Based on those hopes, lets see how they fared. I went ahead and assigned letter grades to each hope.
  1. At 65-86 with only 11 games left in the season, getting to .500 can't happen. At least they can't get to 100 loses. D
  2. Mauer is hitting very well at .324/.404/.476 but his power numbers of 11 HR and 47 RBI in 445 AB definitely isn't elite status. He has also missed the last two weeks due to a concussion and will probably be out for most of the remainder of the year. Morneau has been traded to the Pirates. His power numbers were respectable with the Twins at 17/74 but was having trouble keeping his batting average above .250 and, lets face it, he has never looked the same since his concussion issues three years ago. C+
  3. Aaron Hicks was given the starting center field position on opening day but after 81 games, the rookie couldn't ever get his average above the Mendoza line. He is a decent fielding CF but struggled horrendously at the plate and wasn't much of a threat on the bases once he did get on. D-
  4. Vance Worley, Kevin Corriea and Mike Pelfrey were sent to the Minnesota Twins to hopefully give them some stability in the starting rotation. Rounded out with Scott Diamond (was injured at the beginning of the season) and either Samuel Deduno (was injured at the beginning of the season), P.J. Walters or Cole DeVries the starters actually seemed legit on paper. Because of Diamond's injury, Vance "Vanimal" Worley took the hill on opening day. The Minnesota fans and media were eating up all the potential that the Vanimal had to offer. His line wasn't terrible. He went 6 innings and gave up 3 runs - a "quality start". However, the Twins lost that game 4-2 to the Tigers and Vanimal's starts got worse and worse. He managed to go 6 innings or more only twice since and by the end of May he was posting a 1-5 record with a 7.21 ERA and was sent down to AAA. Corriea (9-12, 4.31) has been the best of the three at a mediocre level. And Pelfrey (5-13, 5.34) had been just short of horrid. F
  5. Glen Perkins has done well getting 35 saves thus far in 39 attempts. His ERA of 2.45 is a little high for a closer and could use some improvement. But overall, considering the team he is on, he has done well. B+
  6. Twins fans were happy to see Joe Vavre be replaced by favorite Tom Brunansky, however, the team .241 BA is the lowest it's been since 1981 when they hit .240 and went 41-68 in a strike shortened season. Although the Twins have already hit 144 homers, which is the most since 2009 (172), their runs per game has dropped significantly since last year from 4.33 to 3.85. Walks are down and strikeouts are up and even though I personally like Bruno as the hitting coach, he's still has a lot to prove. D
  7. Contend they really haven't, and Target Field is starting to lose its luster. Attendance per game has dropped every year since the stadium was built (from 39,798 in 2010 to 30,953 in 2013). However, even though they aren't selling out every game anymore, the per game average is still higher than in 1992, the year after a World Series victory. Coincidentally, team payroll has also dropped considerably from $112.7 million in 2011 to $79 million today. But since fans still get excited to watch the Twins outdoors in their nice, new stadium, despite the team's lack of success, I'll give them a B.
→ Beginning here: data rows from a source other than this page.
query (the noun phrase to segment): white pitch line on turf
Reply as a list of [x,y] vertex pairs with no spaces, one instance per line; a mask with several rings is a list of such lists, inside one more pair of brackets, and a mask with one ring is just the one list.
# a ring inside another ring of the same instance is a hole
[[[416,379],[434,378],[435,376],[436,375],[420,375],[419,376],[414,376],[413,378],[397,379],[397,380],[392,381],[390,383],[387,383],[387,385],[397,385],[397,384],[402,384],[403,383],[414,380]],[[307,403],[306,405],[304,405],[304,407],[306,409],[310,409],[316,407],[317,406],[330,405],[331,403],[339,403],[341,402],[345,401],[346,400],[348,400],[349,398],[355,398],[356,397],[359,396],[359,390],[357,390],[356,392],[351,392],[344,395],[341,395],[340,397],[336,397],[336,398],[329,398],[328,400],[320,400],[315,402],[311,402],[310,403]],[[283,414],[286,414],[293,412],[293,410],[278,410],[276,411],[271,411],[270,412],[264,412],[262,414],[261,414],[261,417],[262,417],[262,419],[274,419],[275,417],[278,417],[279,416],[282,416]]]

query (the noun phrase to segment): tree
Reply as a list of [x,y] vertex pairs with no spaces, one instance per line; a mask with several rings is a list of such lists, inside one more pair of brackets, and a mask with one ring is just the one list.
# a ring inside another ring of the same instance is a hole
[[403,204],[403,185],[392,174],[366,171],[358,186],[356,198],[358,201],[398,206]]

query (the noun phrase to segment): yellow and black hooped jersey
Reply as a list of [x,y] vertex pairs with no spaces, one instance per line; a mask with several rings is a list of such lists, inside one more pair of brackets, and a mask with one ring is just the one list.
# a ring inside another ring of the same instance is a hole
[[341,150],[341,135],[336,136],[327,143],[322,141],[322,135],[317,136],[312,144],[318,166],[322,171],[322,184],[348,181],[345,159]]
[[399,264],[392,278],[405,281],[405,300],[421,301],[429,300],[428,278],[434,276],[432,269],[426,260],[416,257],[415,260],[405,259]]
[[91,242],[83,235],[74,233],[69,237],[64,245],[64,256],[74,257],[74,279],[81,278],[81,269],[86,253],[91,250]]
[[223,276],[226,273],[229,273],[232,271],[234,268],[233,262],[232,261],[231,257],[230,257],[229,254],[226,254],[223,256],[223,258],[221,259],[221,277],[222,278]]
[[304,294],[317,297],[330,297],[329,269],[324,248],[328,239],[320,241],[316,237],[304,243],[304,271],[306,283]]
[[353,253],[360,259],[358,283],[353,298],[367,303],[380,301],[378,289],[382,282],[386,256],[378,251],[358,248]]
At the beginning of the season, the Twins looked decent on paper and I really thought they would be able to compete and finish middle of the pack in the Central Division. The fact that they have a lot of talent in the minors is comforting but, unless they make some bold off-season moves to legitimately bolster the pitching staff and add some above .275/25/100 hitters, next year will likely play out just like the last three. It's too bad that the bar keeps getting lower for those relatively high hopes that don't translate into more wins. I think some more housecleaning needs to be done but that's a topic for another blog post.